Welsh Assembly Member Lee Waters, left, believes there is a “real danger” the South Wales Evening Post will lose readers and credibility once the Swansea-based daily’s site is closed, with its stories appeareing instead on parent company Trinity Mirror’s Wales Online platform.
Lee, who worked as a producer for the BBC’s Good Morning Wales and as chief political correspondent for ITV Wales for more than five years, has served as Labour Assembly Member for Llanelli since May 2016.
He currently sits on the assembly’s culture committee, which is set to hold an investigation into the news industry later this year.
Said Lee: “I think there’s a real danger that we are trashing well-established, trusted brands.

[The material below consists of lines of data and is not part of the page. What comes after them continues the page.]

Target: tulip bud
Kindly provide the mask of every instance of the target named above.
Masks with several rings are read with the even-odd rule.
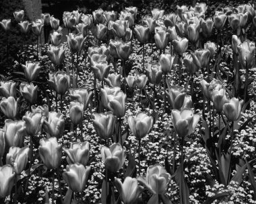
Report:
[[[139,176],[138,181],[152,194],[164,194],[170,180],[170,174],[160,164],[148,167],[146,179]]]
[[[46,133],[47,137],[56,137],[59,138],[64,132],[64,116],[55,111],[49,113],[48,121],[44,121],[42,128]]]
[[[15,180],[15,173],[11,165],[0,166],[0,197],[5,198],[11,193]]]
[[[115,178],[115,182],[124,203],[137,203],[139,196],[144,189],[138,185],[137,178],[127,176],[122,183],[119,178]]]
[[[6,164],[13,166],[15,172],[20,174],[26,168],[28,161],[30,148],[11,147],[6,155]]]
[[[5,117],[10,119],[14,119],[16,117],[19,111],[19,102],[20,98],[16,101],[13,96],[2,98],[0,102],[0,108]]]
[[[49,74],[48,81],[58,94],[64,95],[69,89],[70,78],[64,71],[57,71],[55,74]]]
[[[26,135],[25,121],[5,120],[3,130],[7,147],[21,147],[23,145]]]
[[[64,152],[69,164],[79,163],[86,166],[89,161],[90,143],[88,141],[72,143],[69,149],[64,149]]]
[[[39,156],[49,169],[57,168],[61,166],[62,145],[58,143],[57,138],[52,137],[41,139],[39,141]]]
[[[13,81],[1,81],[0,95],[5,98],[9,96],[16,98],[16,83]]]
[[[113,143],[109,148],[103,146],[101,148],[101,156],[106,168],[111,172],[119,170],[125,162],[125,148],[119,143]]]
[[[153,118],[148,116],[145,112],[139,112],[135,116],[128,116],[127,121],[133,135],[137,139],[141,139],[150,132],[153,124]]]
[[[98,136],[103,139],[107,139],[113,136],[117,117],[113,115],[112,112],[94,112],[92,114],[92,118]]]
[[[13,13],[14,18],[18,23],[23,21],[25,15],[25,12],[24,10],[20,10],[19,11],[14,11]]]
[[[200,115],[194,114],[191,109],[185,108],[172,111],[172,125],[179,137],[189,135],[195,130]]]
[[[77,100],[79,102],[84,104],[84,110],[88,107],[92,92],[88,92],[86,88],[72,88],[69,89],[69,94],[71,100]]]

“The Evening Post has spent generations building up credibility. I am a former Evening Post newspaper boy and people trust what they read.
“There is a real danger, in trying to shift this into a different setting which is a Wales Online site, that they will lose audiences and they will lose credibility with those audiences, all in search of clicks.”
No jobs are to be lost as a result of the merger and the Post’s digital staff will continue to be based in Swansea.
In response, a Trinity Mirror spokesman said: “The regular audience figures we have for Wales Online shows that this is a trusted brand, and people are going there time and time again because it is a reputable source for news in Wales.
“We are investing heavily in journalism in Wales, and the transition of the site into Wales Online will free up more resources for capturing the stories that matter to people. There’s going to be an increase in our coverage of the region, not less.
“This move is designed to create a thriving digital Welsh news brand and will have no negative impact on any of our print titles. This move has taken months of careful preparation to ensure it delivers an improved service for users of all our brands, across print and digital.
“The digital changes are designed to deliver sustainable growth among a local and engaged audience alongside a vastly improved user experience. This is ultimately what will protect the quality of our journalism and give us the ability to better reflect life across Wales, with particular reference in this instance to South West Wales.”